Monday, January 10, 2011
My childhood history
So in my previous post I started to talk about a small amount of my childhood. I would of continued talking about more of it but that post was about my dreams and goals. So it would not fit into the subject as well. With my healing I am trying to do now I would like to post a bit about what has happened to me as a child.
In my previous post I talked about my grandparents raising me. I never did call them mom or dad when I was a baby they made sure I always knew them as grandma and grandpa. And I knew my mom as my mom.
We moved quite a bit. When I was in 3rd grade we moved from Alaska to Arizona then to Montana. I was almost 9 when we were in Montana. This is where my life changed and felt like I hit a brick wall.
It was April and my grandpa was home from the hospital for a few weeks. He had heart problems and they always were doing surgeries or check ups etc..
One morning my grandma was in the kitchen making breakfast and we had friends visiting from another town. They were sitting at the table with my grandpa and talking. I was on the ground near the fireplace cracking open pecans. All of a sudden I heard a fork drop to the wood floor. (I will never forget that sound) And my grandpa slumped over and face landed on the table. I cant remember what was said then or how my grandma knew to come into the dining room. But she was there and brought him to the ground almost in front of me.

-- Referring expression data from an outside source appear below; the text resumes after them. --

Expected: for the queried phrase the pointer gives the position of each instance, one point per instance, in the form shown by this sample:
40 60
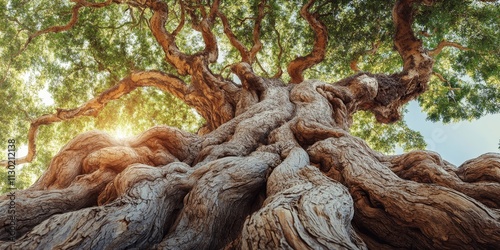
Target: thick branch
444 44
247 56
157 79
296 67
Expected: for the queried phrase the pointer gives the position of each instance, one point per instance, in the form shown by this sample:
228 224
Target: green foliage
107 44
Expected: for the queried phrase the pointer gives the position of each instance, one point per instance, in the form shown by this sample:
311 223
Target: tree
275 164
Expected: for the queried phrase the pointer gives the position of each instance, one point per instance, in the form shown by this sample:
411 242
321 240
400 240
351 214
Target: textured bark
274 167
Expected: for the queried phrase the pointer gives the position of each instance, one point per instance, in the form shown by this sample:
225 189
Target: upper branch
296 67
247 56
167 83
166 40
444 44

She laid him on his back. She kept talking to him telling him it was going to be ok and not to leave her. I was frozen. yet it was like I was floating above my body watching all the events. She ran into the kitchen to get his heart medicine and opened the bottle and told him she was putting it under his tongue. She tried to do CPR although I know she wasn't 100% sure on how to do it. over and over she tried and tried as I just sat there frozen not able to do anything. No tears or nothing were coming from my eyes. I was like a statue. She went into the kitchen to call for help. We didn't live in town and the town next to us was very small. They only had a volunteer EMTs. It seemed like forever as my grandma tried everything to save my grandpa. The EMTs showed up which seemed like it had been a lifetime for them to get there. My grandma instructed me to go back to my room with my dog. I did as she said.
In my room alone with my dog not knowing what was going on or what was happening to my grandpa I sat there. I sat there hugged my pillow and talked to God. I told him please don't take my grandpa he means so much to me and I need him. My grandma needs him. His life has been so wonderful their marriage so wonderful. Please take me instead. I wasn't meant to be here they just took me in. They need one another. Over and over I begged for God to just take me instead. But as you know God doesn't answer all our prayers.. at least the way we would like at the time.
Time went by and I'm not even sure how long but my grandma came in my room with one of the EMT ladies and said that I need to go tell grandpa good bye. He was still laying in the exact same spot as before I went to my room. its scary he was not moving. Still i did not cry. I stayed strong. there was to much hurt in the room for me to fall apart now. I needed to show them that I was strong. I got on my knees and leaned over and kissed my grandpa for the last time. I felt a tingle in my lips when I did. I always thought that it was some sort of sign when I was younger now maybe it was just my imagination.
my grandma took a shower later that day and I remember walking by the bathroom and hearing her crying. Still I didn't cry. I cried at night though in bed. Alone so no one would know. I hurt so much. We were so close. he was "my father" he taught me so many things, games, construction (he was a carpenter) and how a man should be with his children. my grandma always told me how much my grandpa loved me. Now he was gone.
I remember so much from that day even though it was 23yrs ago. I remember smells sounds.. I can close my eyes and picture everything again. I cant let it go and I wont let it go.
A few nights after his passing I had a dream. We were at a church I had not seen before and I guess it was after his funeral and he was standing behind a tree and called me over. I went over to him and he told me "Let your grandma know I am ok now" After waking from the dream I decided not to tell anyone about it. I was scared. maybe they wouldn't believe me. I kept that inside for a very long time. Finally when I was a adult probably around 23 I told my grandma of this dream and she told me it was probably a sign from him and that I should of told her years ago.
Oh I almost forgot. The church in this dream ended up being the same church that we had the actual funeral at. So I think that kinda frightened me as well. Knowing I had seen this place in my dream and not seen it before.
So I have a lot of hurt inside me stuck inside that I don't want to let go of feeling that I will end up letting go of my grandpa.. he had asked me just a couple days before his passing that if he died would I be sad..I was sad and I still am.
2 weeks went by after his death. my grandma got a call from the vets hospital saying they had a heart for him (for a transplant).. they were a bit to late... I hope whoever got that heart cherished it and lived their life to the fullest..cause given just a little bit more time it could of been my grandpas.